O final da sua infância foi marcado pela sinistra presença da morte, do avô, da própria mãe, mas a minha vida inteira e não apenas um recorte dela, depois de sua repentina partida, esteve marcada pelo perecimento de coisas e, sobretudo, de pessoas. Porque é isso que faço: Mato pessoas. E ceifar vidas é o que me faz parte integrante da "Coisa Sagrada", um organismo vivo, com muitos braços e pernas para perseguir e amedrontar pela força, muitas bocas e línguas para ameaçar pelo poder da influência e possuindo como maior punição a própria morte.

A "La Cosa Sacra*", nome mais terrivelmente irônico e previsível como qualquer boa máfia italiana, está por todas as partes, em todos os lugares: no governo eleito democraticamente, na violência exercida pelos representantes do tráfico nos bairros de cidades pobres. Nós somos a essência de um país que se contaminou pelo vírus do pecado, da corrupção.

O vírus da máfia e foi ele o responsável por me conceder meios para uma educação e uma carreira de sucesso em tão pouco tempo, mesmo sendo um estrangeiro que, ao pisar em solo italiano pela primeira vez, sequer falava a língua nativa; por me oferecer abrigo e me socorrer de uma morte precoce nas ruas frias de outro país em que nada tinha além de fome e dívidas que me custariam a vida.

Salvatore me forneceu dinheiro e uma existência repleta de luxo, é verdade, mas muito mais que isso, me concedeu uma segunda chance para viver e eu não tive condições de rejeitá-la. Continuo a não ter esta escolha, porque uma vez que você se descobrir absorvido por esse organismo de vida própria, todos sabem, não há meios de se sobreviver longe dele. Qualquer um que tenha tentado fracassou no meio do percurso.

Ninguém abandona a Coisa Sagrada. Uma vez marcada a cruz negra sobre a pele humana, o indivíduo que a carrega será honroso, será fiel a nossa família, mesmo que não possua o sobrenome Salvatore, mesmo que nunca chegue perto de herdar o poder do chefe desta genealogia amaldiçoada.

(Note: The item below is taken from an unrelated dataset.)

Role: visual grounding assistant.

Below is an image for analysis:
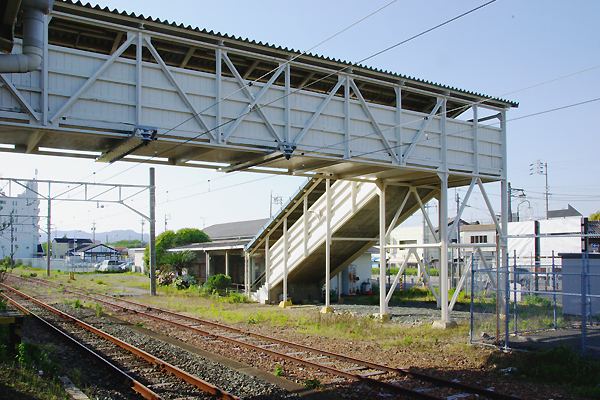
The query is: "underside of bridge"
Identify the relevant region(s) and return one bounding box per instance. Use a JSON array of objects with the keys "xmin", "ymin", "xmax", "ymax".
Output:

Não sou cego, embora tenha perdido boa parte dos meus valores nos últimos anos. Tenho consciência das coisas que fiz, das que faço em nome da cruz que, literalmente, carrego em minhas costas. Mas se não eu, outros tomariam meu posto. Por mais absurdo que pareça, lá fora há pessoas que matariam para fazer parte da vida que levo.

Uma vida de perigos, mas que concede privilégio e dinheiro, muito dinheiro. Seria hipócrita da minha parte dizer que tenho levado uma existência de muitos martírios. Não minto que cheguei a acreditar que fosse este meu destino, uma vida de ruínas, quando Salvatore, o homem que me retirou das ruas, morreu e seu filho Matteo ascendeu ao trono imaginário e cobiçado da Cosa Sacra. Contudo, ainda que quisesse se livrar de mim, naquela época eu já havia sido marcado pela máfia e mesmo ele, alguém tão podre, entendia perfeitamente que ninguém mata a Cosa Sacra sem motivos.